In 2014, Netflix developed a platform that would help them get better operational insights in their increasingly complex environment. Today, Mantis helps Netflix engineers better understand the behavior of their applications, which in turn helps them provide a better user experience.
Mantis is a platform on which real time stream processing applications can be built. Mantis applications (jobs) are deployed on the Mantis platform, which then provides the APIs to manage the life cycle of those jobs. The platform also managed the underlying resources needed by containerizing a common pool of service and allowing jobs to discover and communicate with other jobs.
The company recognizes that the challenges they faced that led them to create Mantis are experienced throughout the industry, which is why they are now open sourcing Mantis. “Today we’re excited to announce that we’re open sourcing Mantis, a platform that helps Netflix engineers better understand the behavior of their applications to ensure the highest quality experience for our members. We believe the challenges we face here at Netflix are not necessarily unique to Netflix which is why we’re sharing it with the broader community,” Jeff Chao, senior software engineer at Netflix, wrote in a post on behalf of the Mantis team.
According to Netflix, they created Mantis because the traditional way of working with metrics and logs wasn’t sufficient for their growing system. This is because metrics and logs require you to know what you want to answer ahead of time, Chao explained. But Mantis allows this to be sidestep this by allowing engineers to answer new questions without having to add new metrics.
When creating Mantis, Netflix had four guiding principles in mind:
- “We should have access to raw events
- We should be able to access these events in realtime
- We should be able to ask new questions of this data without having to add new instrumentation to your application.
- We should be able to do all of the above in a cost-effective way.”
At Netflix, engineers have built several applications on top of Mantis following those principles. These applications serve a variety of use cases, such as identifying issues, triggering alerts, and applying remediations.

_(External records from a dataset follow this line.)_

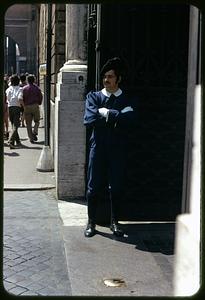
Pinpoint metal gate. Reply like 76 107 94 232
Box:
88 4 189 220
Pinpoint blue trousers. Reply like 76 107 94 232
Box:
86 145 125 223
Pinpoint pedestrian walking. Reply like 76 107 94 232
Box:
20 74 27 127
3 76 9 140
22 74 43 143
6 74 22 149
84 58 134 237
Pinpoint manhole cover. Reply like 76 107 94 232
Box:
103 278 126 287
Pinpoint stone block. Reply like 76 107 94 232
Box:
173 214 200 297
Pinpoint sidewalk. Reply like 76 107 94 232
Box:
4 122 55 190
4 123 175 296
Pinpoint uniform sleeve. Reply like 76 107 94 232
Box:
84 92 106 126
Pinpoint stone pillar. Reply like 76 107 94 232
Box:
55 4 87 200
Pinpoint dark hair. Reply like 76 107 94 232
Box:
10 74 20 85
27 74 35 84
20 74 26 82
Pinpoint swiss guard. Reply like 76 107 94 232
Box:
84 57 134 237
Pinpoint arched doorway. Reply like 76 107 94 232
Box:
88 4 189 221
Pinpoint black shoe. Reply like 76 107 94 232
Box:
84 222 96 237
33 132 38 141
110 221 124 236
9 143 16 149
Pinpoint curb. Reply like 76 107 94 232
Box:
4 183 55 191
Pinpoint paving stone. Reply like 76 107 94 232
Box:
3 191 71 296
9 286 28 295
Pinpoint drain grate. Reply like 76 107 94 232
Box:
103 278 126 287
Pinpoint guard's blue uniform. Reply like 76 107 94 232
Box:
84 89 134 222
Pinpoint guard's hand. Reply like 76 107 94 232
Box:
98 107 109 118
121 106 133 114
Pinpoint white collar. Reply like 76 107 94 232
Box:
101 88 122 97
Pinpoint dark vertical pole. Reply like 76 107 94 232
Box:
44 3 52 146
95 4 101 91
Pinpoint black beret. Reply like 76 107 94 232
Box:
100 57 123 76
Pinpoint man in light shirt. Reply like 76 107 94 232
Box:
84 58 134 237
6 74 23 149
22 74 43 143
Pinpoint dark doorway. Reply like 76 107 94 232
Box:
88 4 189 220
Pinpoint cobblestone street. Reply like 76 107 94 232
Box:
3 190 70 296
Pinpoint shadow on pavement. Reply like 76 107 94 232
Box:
96 223 175 255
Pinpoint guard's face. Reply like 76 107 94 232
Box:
103 70 120 93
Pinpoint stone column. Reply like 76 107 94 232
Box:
55 4 87 200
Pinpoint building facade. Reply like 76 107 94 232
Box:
39 4 201 295
4 4 39 75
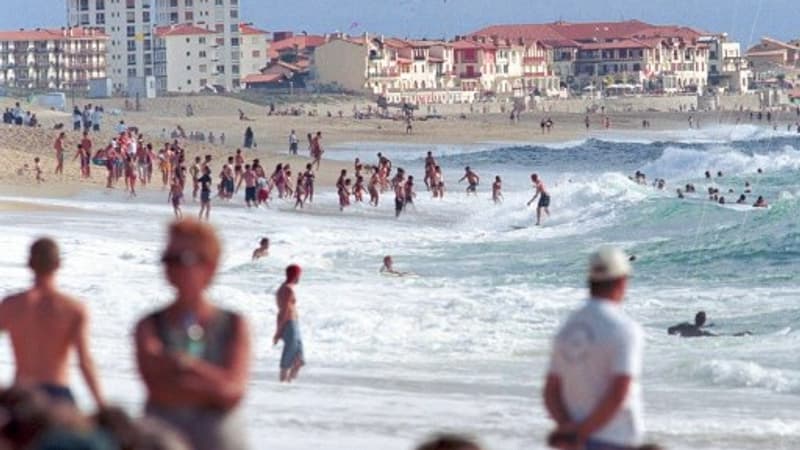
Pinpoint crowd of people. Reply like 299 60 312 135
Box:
629 168 769 208
0 219 668 450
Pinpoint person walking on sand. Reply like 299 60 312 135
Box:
167 177 183 219
197 166 212 222
272 264 305 383
53 132 67 175
0 238 104 407
253 238 269 261
289 130 298 155
528 173 550 225
492 175 503 205
134 219 250 450
544 247 644 450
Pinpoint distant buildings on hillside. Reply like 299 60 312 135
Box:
0 9 800 104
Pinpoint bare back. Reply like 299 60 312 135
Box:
275 283 297 321
0 288 86 386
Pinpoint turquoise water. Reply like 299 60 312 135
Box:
0 127 800 450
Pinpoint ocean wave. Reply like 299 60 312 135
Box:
697 360 800 394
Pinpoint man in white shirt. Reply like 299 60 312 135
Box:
289 130 297 155
544 247 644 450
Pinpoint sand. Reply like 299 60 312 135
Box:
0 96 764 197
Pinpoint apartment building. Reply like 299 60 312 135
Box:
0 28 108 90
468 20 709 94
154 24 212 93
67 0 242 92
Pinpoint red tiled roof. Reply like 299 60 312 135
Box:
468 24 566 40
581 39 651 50
383 38 411 48
0 27 108 42
239 23 269 36
242 73 283 84
154 23 214 37
549 20 653 41
270 34 327 53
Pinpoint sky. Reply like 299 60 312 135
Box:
0 0 800 46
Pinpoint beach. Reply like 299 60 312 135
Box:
0 93 800 450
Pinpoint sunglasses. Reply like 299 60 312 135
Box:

“Where other systems may take over ten minutes to process metrics accurately, Mantis reduces that from tens of minutes down to seconds, effectively reducing our Mean-Time-To-Detect. This is crucial because any amount of downtime is brutal and comes with an incredibly high impact to our members — every second counts during an outage. As the company continues to grow our member base, and as those members use the Netflix service even more, having cost-efficient, rapid, and precise insights into the operational health of our systems is only growing in importance,” said Chao.